= Tom Kingsbury =

American business executive

Thomas A. Kingsbury (born 1952) is an American businessman and executive. He is a former Chief Executive Officer at Burlington Stores, Inc. and Kohl's.

== Early and personal life ==
Kingsbury obtained his bachelor's degree from the University of Wisconsin-Madison.

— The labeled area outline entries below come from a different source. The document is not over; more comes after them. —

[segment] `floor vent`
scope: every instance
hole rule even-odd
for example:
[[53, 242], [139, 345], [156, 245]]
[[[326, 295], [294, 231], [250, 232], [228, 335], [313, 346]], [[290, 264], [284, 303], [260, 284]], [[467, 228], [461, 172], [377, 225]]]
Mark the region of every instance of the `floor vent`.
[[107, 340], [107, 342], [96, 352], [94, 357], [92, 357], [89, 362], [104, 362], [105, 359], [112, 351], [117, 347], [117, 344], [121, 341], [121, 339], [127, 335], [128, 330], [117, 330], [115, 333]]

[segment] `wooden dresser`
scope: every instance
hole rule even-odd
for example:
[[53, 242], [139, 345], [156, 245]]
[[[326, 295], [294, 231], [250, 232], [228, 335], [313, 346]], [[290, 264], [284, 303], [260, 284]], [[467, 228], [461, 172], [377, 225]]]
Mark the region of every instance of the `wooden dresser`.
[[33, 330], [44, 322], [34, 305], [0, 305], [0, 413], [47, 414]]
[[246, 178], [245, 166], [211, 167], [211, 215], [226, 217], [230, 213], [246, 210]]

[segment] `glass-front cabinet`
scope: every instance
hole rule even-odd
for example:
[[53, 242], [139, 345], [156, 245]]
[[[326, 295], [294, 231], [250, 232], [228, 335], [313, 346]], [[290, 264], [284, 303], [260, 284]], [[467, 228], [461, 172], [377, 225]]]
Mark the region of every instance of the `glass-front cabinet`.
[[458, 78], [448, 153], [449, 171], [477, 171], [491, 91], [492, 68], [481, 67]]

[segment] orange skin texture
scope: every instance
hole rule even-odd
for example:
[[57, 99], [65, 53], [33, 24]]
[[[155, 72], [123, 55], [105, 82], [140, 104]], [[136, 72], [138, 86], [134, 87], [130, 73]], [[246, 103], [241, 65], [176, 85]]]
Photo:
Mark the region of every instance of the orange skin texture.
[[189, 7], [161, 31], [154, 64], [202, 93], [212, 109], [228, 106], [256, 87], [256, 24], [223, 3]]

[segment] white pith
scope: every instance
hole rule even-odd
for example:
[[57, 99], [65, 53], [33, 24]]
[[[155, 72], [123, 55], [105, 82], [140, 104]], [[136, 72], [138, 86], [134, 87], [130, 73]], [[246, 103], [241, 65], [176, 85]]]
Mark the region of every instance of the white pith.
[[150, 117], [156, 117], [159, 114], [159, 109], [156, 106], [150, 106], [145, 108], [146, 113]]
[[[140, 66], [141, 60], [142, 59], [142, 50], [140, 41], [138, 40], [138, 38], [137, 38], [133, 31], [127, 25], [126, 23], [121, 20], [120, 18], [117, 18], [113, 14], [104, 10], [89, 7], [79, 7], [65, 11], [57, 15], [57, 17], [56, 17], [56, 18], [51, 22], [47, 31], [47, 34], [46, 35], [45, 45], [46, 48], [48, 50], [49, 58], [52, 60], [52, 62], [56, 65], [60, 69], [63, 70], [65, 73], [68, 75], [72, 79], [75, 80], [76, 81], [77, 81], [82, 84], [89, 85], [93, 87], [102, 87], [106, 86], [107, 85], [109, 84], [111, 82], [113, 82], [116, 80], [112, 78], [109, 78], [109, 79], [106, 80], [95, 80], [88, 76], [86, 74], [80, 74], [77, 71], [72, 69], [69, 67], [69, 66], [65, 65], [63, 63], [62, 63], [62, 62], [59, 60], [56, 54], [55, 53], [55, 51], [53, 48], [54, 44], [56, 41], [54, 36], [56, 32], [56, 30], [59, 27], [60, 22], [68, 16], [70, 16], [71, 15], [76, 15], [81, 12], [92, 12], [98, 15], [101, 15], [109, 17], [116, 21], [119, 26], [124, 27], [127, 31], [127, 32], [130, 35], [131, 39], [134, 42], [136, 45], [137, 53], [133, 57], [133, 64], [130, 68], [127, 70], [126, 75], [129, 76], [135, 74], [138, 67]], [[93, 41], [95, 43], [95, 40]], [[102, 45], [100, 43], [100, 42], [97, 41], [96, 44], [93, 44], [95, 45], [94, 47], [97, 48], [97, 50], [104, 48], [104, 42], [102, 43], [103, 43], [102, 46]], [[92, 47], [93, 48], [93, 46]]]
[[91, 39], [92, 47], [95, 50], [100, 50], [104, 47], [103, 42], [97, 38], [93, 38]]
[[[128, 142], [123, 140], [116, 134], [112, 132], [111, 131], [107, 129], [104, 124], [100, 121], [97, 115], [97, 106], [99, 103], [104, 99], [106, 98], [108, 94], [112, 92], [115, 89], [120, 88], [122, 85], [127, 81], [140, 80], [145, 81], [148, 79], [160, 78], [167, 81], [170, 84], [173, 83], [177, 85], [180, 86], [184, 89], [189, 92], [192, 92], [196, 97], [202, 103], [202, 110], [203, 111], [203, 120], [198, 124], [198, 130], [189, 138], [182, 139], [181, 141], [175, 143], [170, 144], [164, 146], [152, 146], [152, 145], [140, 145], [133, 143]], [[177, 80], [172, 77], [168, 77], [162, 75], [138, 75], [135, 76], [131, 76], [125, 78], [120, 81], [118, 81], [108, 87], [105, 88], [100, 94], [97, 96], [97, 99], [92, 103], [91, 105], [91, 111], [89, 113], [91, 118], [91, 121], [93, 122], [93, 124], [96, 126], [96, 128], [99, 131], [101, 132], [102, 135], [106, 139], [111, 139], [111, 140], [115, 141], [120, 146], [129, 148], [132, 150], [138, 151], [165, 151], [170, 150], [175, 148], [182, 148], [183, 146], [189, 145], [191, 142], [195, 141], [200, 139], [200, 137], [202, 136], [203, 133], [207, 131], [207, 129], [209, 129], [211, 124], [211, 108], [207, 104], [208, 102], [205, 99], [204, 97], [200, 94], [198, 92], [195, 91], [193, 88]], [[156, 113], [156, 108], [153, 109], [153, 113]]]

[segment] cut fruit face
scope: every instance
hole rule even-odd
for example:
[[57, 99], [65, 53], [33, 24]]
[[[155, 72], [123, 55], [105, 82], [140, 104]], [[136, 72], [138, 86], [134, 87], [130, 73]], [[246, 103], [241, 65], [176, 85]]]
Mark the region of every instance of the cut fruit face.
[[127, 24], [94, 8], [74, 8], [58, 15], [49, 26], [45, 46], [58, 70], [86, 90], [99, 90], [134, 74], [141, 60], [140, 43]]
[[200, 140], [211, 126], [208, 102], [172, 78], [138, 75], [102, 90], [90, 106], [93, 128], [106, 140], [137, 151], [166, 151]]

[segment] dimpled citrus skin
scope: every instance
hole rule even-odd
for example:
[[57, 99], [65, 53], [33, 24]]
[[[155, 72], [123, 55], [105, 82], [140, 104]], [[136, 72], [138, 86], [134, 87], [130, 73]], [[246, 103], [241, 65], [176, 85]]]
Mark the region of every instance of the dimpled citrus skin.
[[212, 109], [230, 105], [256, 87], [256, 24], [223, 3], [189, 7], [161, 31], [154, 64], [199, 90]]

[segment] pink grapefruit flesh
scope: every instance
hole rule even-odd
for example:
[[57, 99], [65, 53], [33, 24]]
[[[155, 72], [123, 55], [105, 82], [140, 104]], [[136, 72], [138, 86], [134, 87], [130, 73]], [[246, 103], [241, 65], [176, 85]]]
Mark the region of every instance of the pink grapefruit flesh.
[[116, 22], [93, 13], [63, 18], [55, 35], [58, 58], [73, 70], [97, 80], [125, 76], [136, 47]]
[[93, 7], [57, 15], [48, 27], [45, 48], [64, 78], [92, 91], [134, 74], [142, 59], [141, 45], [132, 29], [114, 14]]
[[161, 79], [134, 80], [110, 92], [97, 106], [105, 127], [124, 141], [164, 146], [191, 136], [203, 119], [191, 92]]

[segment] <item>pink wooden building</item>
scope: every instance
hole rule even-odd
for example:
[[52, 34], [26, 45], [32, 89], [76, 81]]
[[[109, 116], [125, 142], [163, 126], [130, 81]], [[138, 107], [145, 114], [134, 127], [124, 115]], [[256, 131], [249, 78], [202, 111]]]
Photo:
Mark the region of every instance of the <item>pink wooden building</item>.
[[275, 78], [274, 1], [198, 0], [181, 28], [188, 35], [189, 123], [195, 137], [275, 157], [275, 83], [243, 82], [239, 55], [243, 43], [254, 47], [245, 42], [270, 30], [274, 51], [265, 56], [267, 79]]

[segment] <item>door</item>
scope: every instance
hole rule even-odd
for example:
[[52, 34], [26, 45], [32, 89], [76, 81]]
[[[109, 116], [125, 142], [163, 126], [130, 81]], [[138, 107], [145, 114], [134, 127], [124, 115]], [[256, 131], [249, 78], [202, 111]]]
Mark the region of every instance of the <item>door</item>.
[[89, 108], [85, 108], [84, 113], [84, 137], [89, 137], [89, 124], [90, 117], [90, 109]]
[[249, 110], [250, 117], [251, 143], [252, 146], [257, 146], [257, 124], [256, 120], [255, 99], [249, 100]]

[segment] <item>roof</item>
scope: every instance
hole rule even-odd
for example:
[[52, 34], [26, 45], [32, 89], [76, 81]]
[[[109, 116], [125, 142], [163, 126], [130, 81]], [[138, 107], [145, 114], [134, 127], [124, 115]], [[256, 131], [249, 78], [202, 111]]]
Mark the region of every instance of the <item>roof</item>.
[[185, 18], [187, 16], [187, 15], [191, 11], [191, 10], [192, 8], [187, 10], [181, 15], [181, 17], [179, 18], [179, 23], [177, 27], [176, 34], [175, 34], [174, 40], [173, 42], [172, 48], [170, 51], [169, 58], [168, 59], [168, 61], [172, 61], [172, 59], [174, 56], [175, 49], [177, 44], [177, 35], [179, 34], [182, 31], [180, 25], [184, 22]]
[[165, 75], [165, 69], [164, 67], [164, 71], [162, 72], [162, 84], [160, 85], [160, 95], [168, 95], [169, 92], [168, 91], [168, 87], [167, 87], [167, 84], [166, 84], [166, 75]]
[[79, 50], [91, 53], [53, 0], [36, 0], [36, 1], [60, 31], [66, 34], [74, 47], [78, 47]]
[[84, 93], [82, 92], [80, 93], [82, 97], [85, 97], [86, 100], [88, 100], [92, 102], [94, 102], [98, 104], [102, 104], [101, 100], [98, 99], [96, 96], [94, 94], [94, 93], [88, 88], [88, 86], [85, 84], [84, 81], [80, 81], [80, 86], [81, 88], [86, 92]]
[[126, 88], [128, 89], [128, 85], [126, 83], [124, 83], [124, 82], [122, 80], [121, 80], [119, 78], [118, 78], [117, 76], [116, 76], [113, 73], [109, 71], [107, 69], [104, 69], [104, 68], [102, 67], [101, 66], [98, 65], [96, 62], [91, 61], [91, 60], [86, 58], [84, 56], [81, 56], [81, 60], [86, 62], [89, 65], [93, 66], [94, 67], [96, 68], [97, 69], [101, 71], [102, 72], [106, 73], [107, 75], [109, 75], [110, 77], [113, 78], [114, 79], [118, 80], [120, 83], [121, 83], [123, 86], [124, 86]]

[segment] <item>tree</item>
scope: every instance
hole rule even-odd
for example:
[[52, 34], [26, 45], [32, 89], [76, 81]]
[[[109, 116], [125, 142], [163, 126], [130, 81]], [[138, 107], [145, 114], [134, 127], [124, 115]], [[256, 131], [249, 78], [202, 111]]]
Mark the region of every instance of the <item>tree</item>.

His daughter is journalist Kathleen Kingsbury.

== Career ==
Kingsbury was Chief Executive Officer and President of Burlington Stores, Inc. from 2008 to 2018. Kingsbury was appointed Chairman of the Board of Burlington Stores, Inc. in May 2014. Prior to joining Burlington Stores, Inc., he served as Senior Executive Vice President- Information Services, E- Commerce, Marketing and Business Development of Kohl's Corporation from August 2006 to December 2008. Kingsbury had also served in various management positions with The May Department Stores Company, an operator of department store chains, commencing in 1976 and as President and Chief Executive Officer of the Filene's division since February 2000.

In Dec. 2022, Kingsbury, who had been on the Kohl's board since 2021, was appointed interim CEO, before taking over permanently in 2023. In January 2025, Kingsbury stepped down as CEO of Kohl's, but retained in an executive advisory role for new CEO Ashley Buchanan. He was on the Kohl's Board until his retirement in May 2025.